Agnieszka Holland: „Netanjahu to tragedia dla Izraela” | kultura

Agnieszka Holland: „Netanjahu to tragedia dla Izraela” |  kultura

Siedząc w hotelowej kawiarni w Valladolid, aura, jaką emanuje Agnieszka Holland, świadczy o jej konsekwencji i tradycji: jeśli ktoś myślał, że polska reżyserka wycofa się lub zwątpi w jej kino, tym bardziej, jeśli to ta osoba. Skrajnie prawicowy rząd w twoim kraju jest daleki od właściwej ścieżki. Hyatt Holland (Warszawa, 74 lata), znany reżyser filmowy i telewizyjny, nominowany do Oscara za scenariusz. Europa, Europa Naprawdę film…

Zapisz się, aby kontynuować czytanie

Czytaj bez ograniczeń

Siedząc w hotelowej kawiarni w Valladolid, aura, jaką emanuje Agnieszka Holland, świadczy o jej konsekwencji i tradycji: jeśli ktoś myślał, że polska reżyserka wycofa się lub zwątpi w jej kino, tym bardziej, jeśli to ta osoba. Skrajnie prawicowy rząd w twoim kraju jest daleki od właściwej ścieżki.

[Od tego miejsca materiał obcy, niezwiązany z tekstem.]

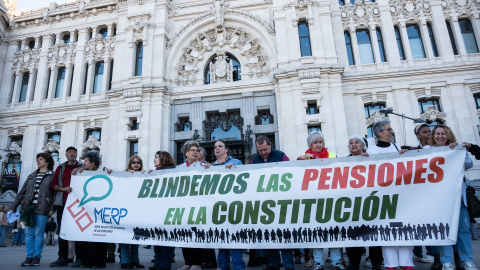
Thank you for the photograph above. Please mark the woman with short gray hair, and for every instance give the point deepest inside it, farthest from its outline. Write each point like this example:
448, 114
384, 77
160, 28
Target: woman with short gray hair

Hyatt Holland (Warszawa, 74 lata), znany reżyser filmowy i telewizyjny, nominowany do Oscara za scenariusz. Europa, Europa Oraz film w języku innym niż angielski, napisany przez Gorzkie żniwa auktoryty W europejskiej branży audiowizualnej jako szefowa Akademii Filmowej Kontynentu nigdy nie było łatwo, a jej biografia naznaczona jest sprzecznościami, które nękały jej kraj: jej matka, katoliczka, była członkinią polskiego ruchu oporu podczas II wojny światowej; Jej ojciec, żydowski dziennikarz, był zagorzałym bojownikiem komunistycznym, który wszedł w konflikt z polskim reżimem i popełnił samobójstwo, gdy jego córka miała 13 lat. Sama Holland trafiła do więzienia podczas Praskiej Wiosny, gdzie studiowała, w 1968 roku jako dysydentka. Dlatego w jego kinie odbijają się konflikty wywołane tożsamością.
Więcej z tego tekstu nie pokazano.